Before that, there is the matter of how this situation got out of hand, suggesting a race against the American IPT Lab seem to be an American organisation., which becomes a moot point since Hu and his cohorts are all Chinese, negating this as an act of patriotism for them. Instead, Hu is driven by personal and tragic motives which seem noble but as this is the case, why not just peacefully defect to Nexus from IPT?
At the moment, Nexus have mastered the ability to send animals to a parallel universe, but the broken down cells in the alternate version results in a higher level of aggression, thus the success is still some way off. Tian heads the team of Da Xiong (Liu Chang) and Xian-Dong (token Korean Kim Hee-won) under the aegis of the Research Director (King Shih-Chieh), but before they can work on this issue, Hu strikes.

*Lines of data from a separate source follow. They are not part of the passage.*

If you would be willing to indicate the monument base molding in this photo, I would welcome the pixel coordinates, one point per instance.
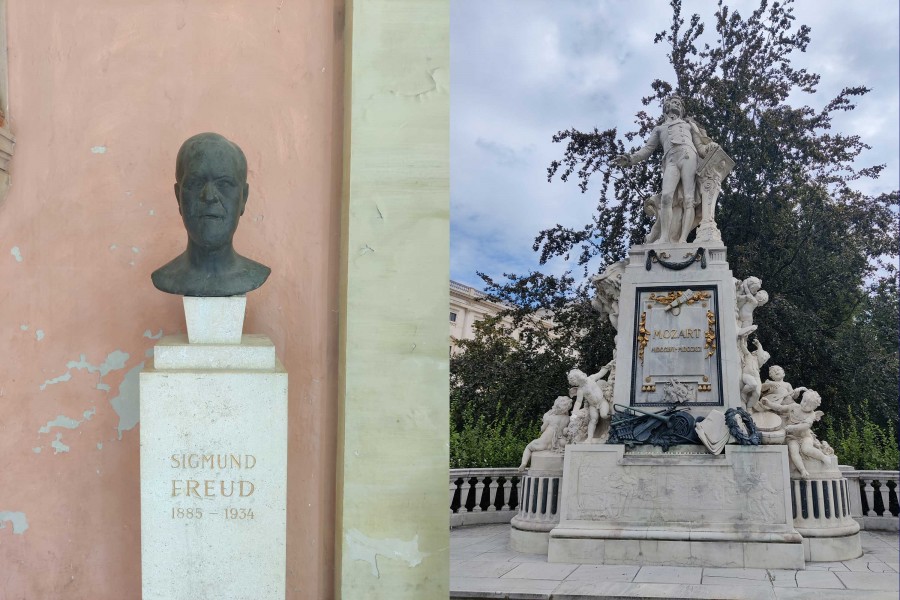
(684, 508)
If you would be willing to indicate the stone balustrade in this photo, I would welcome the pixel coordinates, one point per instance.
(479, 496)
(873, 498)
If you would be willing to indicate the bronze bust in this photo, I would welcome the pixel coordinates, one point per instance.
(211, 189)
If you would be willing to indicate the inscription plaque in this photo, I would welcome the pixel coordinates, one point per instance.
(676, 347)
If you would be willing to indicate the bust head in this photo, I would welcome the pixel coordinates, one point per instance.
(211, 189)
(562, 405)
(673, 104)
(810, 401)
(576, 377)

It is over 45 minutes into the film before Tian suffers the loss of her son, whilst Hu has detonated a number of explosives at the Nexus building leaving the place in chaos, not to mention that Tian has a murder accusation against her. Unless I missed something, how Tian suddenly concludes the faulty particle accelerator could double as a fully working time machine isn’t explained but I suppose grief does funny things to people.
From here, the story starts to get interesting/far-fetched/open to nerdy nitpicking. The second Tian appears from the machine and knocks out the original Tian, then sets an audacious plan in motion to steal the data and get back at Hu. It backfires and poor DouDou is killed again (after a stunt filed car chase) so it is back to the time machine for another go, giving us three Tians to follow.

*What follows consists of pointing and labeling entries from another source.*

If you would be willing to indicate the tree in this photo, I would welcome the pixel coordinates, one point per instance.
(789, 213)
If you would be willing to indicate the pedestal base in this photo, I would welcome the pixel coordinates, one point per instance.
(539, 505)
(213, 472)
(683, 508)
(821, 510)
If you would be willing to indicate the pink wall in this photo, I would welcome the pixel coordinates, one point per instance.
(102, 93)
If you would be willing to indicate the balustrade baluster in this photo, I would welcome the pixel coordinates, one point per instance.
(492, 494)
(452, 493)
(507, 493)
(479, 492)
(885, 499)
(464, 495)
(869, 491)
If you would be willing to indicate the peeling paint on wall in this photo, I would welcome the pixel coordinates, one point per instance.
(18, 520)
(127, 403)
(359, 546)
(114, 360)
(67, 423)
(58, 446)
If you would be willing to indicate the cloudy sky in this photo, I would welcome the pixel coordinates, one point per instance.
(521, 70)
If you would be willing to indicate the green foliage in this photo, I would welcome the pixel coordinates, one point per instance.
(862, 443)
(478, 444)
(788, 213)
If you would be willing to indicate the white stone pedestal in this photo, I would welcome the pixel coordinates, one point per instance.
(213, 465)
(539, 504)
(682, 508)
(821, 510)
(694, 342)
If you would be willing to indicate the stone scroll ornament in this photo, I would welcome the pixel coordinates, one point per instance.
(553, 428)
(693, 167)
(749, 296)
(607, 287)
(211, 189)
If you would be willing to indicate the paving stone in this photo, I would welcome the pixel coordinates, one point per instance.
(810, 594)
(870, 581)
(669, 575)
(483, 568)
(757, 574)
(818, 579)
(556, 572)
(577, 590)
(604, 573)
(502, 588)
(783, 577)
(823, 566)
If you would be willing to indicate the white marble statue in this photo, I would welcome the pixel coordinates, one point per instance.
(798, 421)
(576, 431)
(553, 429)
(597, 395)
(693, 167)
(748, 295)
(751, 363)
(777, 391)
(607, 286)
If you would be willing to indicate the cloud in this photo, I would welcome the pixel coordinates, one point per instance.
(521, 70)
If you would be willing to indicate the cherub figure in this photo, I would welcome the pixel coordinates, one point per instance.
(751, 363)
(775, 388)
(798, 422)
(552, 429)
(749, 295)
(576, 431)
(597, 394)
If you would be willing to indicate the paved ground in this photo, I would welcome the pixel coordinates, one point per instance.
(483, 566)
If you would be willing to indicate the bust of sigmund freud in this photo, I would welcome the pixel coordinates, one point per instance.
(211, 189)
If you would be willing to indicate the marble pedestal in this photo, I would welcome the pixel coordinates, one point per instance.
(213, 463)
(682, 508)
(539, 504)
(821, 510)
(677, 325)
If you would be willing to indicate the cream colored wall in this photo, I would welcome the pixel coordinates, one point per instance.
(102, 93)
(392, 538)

But this is no ordinary cloning because the technology isn’t up to scratch but luckily in this instance it pays off, because each successive version of Tian is increasingly tougher and more confident than the last. This also parlays into impressive fighting and shooting skills that we can assume weren’t present before, another of those little details about which we are to suspend our disbelief.
Something else that isn’t up to scrutiny is the motive of one of the villainous characters (whose identity I can’t reveal for spoiler reasons) which just does not compute even in a goofy context such as this one. This person does have a legit, personal grievance but for most people, resignation is the best way to handle such a thing not involving yourself in petty, destructive revenge, making the twist seem like it was done for the sake of it.

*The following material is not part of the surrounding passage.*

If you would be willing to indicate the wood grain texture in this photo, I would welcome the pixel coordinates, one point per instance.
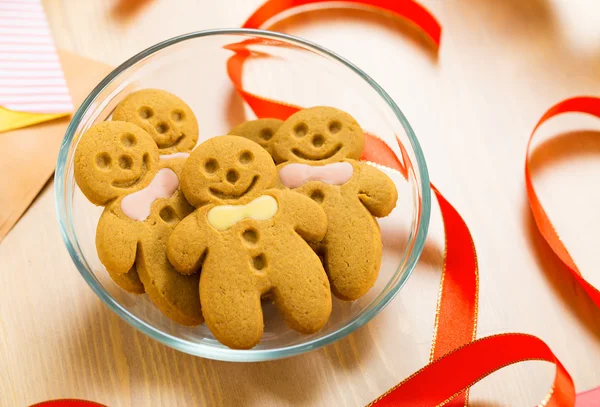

As suggested earlier, one can’t help but feel Jackie Chan had an influence over the action sequences and elaborate fight scenes between Hu and Tian vII, which take in scuffles on a high scaffold, which reek of the sort death defying antics Chan gets up to in his own films. They add plenty of tension and excitement in portraying Hu as the sadistic foe and ramping up the danger Tian is caught up in, but frame our heroine as too indestructible.
Presumably having a blast was Yang Mi, playing three different sides of one character at the same time. At first, she seems like every other female Chinese lead but by the end, she impresses with her emotional range and adroit essaying of the darker permutations of Tian in singular form, not to mention being a strong female lead whose softer side is manifest in her overriding maternal love for her son.
Reset will be a film that people will delight in picking apart the minutiae despite a solid enough story driving things along. The presentation is slick with Chang’s direction adding a subtle Korean flavour to an otherwise Chinese production. If you can remove your cynical cap for 105-minutes, this is a perfectly enjoyable slice of escapist hokum.